On a shaky phone line arranged by a friend, she tells NPR that she pushed together a lean-to near her tree where she gave birth.
In fact, some areas of India may become the first places on earth to be exposed to heatwaves so extreme that humans will not be able to survive them without air conditioning or other types of cooling, according to a 2020 study by the consulting group McKinsey.
The dead included 33 poll workers in the northern state of Uttar Pradesh, where citizens were casting their vote in the last stage of India’s six-week elections that ended on June 4.
Saved 85% of original text.
i gotta say, this AutoTL:DR seems kind of…bad. “she tells NPR” is a pronoun attached to person that is not named elsewhere in the TLDR. Maybe Beehaw should look into banning this one? I’m not sure how to offer feedback to the bot’s author.
@rikudou@lemmings.world is the contact point for this bot - you could reach out if they don’t respond to being tagged
Thanks for tagging me. Basically, overall the bot is very well received, so I think the consensus is that it’s more useful than not.
As for the sometimes not-ideal summaries, unlike tools with similar purpose, this does not use an AI LLM which makes things up all the time, but instead does an analysis of most used keywords, extracts the sentences around and puts them together.
This has one (in my opinion) very important advantage: If something is wrong in the summary (like the “she tells NPR” out of nowhere), you immediately know, while you generally have no way to know when something is wrong with an AI generated answer, because it blends wrong info with the correct one seamlessly.

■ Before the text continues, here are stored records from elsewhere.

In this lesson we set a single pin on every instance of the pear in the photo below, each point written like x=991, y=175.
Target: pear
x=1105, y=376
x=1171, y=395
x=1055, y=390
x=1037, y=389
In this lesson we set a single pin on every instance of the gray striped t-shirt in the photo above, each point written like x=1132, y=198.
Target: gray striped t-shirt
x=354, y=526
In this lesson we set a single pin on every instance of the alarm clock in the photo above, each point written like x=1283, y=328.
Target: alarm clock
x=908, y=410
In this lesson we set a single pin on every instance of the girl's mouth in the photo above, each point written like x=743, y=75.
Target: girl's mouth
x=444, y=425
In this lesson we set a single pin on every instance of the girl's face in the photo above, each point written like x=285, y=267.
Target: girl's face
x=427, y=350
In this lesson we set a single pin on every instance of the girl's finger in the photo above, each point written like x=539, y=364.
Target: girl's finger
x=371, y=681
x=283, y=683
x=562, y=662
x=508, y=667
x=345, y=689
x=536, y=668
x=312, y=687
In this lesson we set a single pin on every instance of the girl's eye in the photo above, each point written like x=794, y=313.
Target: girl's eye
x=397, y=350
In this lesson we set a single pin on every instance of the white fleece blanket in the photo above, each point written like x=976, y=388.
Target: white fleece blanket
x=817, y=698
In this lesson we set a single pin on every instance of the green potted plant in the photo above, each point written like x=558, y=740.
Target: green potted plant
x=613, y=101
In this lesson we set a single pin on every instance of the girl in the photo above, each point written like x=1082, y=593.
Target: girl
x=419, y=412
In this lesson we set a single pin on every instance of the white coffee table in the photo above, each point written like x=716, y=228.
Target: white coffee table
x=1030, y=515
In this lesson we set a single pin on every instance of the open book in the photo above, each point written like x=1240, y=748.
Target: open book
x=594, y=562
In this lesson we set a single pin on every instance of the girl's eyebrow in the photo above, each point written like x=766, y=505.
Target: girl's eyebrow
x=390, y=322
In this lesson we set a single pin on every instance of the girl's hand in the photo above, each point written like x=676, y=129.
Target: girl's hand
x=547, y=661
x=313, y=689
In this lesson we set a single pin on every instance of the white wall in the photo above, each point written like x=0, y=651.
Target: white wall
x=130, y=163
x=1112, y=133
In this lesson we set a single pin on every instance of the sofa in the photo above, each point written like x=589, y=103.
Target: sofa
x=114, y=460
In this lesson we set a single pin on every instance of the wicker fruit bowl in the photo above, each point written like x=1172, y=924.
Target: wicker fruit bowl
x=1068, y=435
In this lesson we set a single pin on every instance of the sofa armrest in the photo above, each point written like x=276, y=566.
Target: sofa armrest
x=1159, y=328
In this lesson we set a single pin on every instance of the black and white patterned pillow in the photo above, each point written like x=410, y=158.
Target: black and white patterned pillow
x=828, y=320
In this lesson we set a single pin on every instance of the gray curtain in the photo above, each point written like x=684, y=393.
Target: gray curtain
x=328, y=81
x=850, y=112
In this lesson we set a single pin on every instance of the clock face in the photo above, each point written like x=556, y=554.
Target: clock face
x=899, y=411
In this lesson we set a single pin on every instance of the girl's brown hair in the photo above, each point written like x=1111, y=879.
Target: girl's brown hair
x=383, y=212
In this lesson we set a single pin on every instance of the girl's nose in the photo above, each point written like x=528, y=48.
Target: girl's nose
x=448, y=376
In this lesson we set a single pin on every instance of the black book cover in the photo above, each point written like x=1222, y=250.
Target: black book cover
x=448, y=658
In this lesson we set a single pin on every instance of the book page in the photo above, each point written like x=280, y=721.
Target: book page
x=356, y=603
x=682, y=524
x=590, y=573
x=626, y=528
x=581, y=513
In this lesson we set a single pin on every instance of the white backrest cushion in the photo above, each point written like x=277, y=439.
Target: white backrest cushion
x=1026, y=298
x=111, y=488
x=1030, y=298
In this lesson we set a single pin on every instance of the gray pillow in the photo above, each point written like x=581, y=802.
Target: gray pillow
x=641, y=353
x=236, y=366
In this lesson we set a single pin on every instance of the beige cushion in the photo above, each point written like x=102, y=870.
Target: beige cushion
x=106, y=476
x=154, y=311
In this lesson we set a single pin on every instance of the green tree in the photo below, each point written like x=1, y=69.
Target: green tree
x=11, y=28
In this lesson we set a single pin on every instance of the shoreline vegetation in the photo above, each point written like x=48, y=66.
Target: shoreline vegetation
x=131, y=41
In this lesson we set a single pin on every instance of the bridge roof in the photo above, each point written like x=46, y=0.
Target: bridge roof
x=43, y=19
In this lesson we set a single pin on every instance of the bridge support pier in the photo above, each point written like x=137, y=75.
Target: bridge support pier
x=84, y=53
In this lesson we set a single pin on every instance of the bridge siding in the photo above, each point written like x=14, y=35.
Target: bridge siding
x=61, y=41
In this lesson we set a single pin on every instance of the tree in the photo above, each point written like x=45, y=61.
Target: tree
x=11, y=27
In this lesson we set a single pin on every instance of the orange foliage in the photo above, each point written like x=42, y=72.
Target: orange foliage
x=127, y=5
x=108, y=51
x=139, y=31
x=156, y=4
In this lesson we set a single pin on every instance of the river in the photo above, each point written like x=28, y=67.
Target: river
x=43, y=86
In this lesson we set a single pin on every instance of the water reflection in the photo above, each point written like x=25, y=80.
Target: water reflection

I don’t watch my bot anymore, but in the first two months I read every summary and found only one case where it put the sentences in such an order that something different than what the article was talking about was said in the summary (this is generally statistically improbable). There were quite a few less-than-useful summaries, but overall I was satisfied in about 80% of cases, which was good enough for me.
I always viewed it exactly as @Kissaki@beehaw.org said:
Tagging @theangriestbird@beehaw.org so that he gets notified about the answer.
I think it’s to be expected and excusable. When reading the summary with it in mind, that it’s a bot summary, not a human summary, it’s acceptable and still useful. Text is not necessarily coherent. And when it isn’t, it can indicate other content.
I read a different autosummary earlier today with a similar issue. It referred to something or someone not previously mentioned in the summary. With auto-summarization in mind, it was obvious that there is more information on that in the full article. In a way, that was also useful in and of itself (instead of simple emission).
Dunno why asking whether to ban. Are others even better? None logically understand the text. If most are coherent, this may be an outlier. If machine summarization is not good enough for someone they don’t have to read it.
i bring it up because there was a discussion at some point about whether beehaw as a whole should allow bots. I think the agreement was that some users still find them helpful. I’m just questioning if that is still the case, as the summary doesn’t strike me as particularly useful. But if others disagree, then i have no beef with it.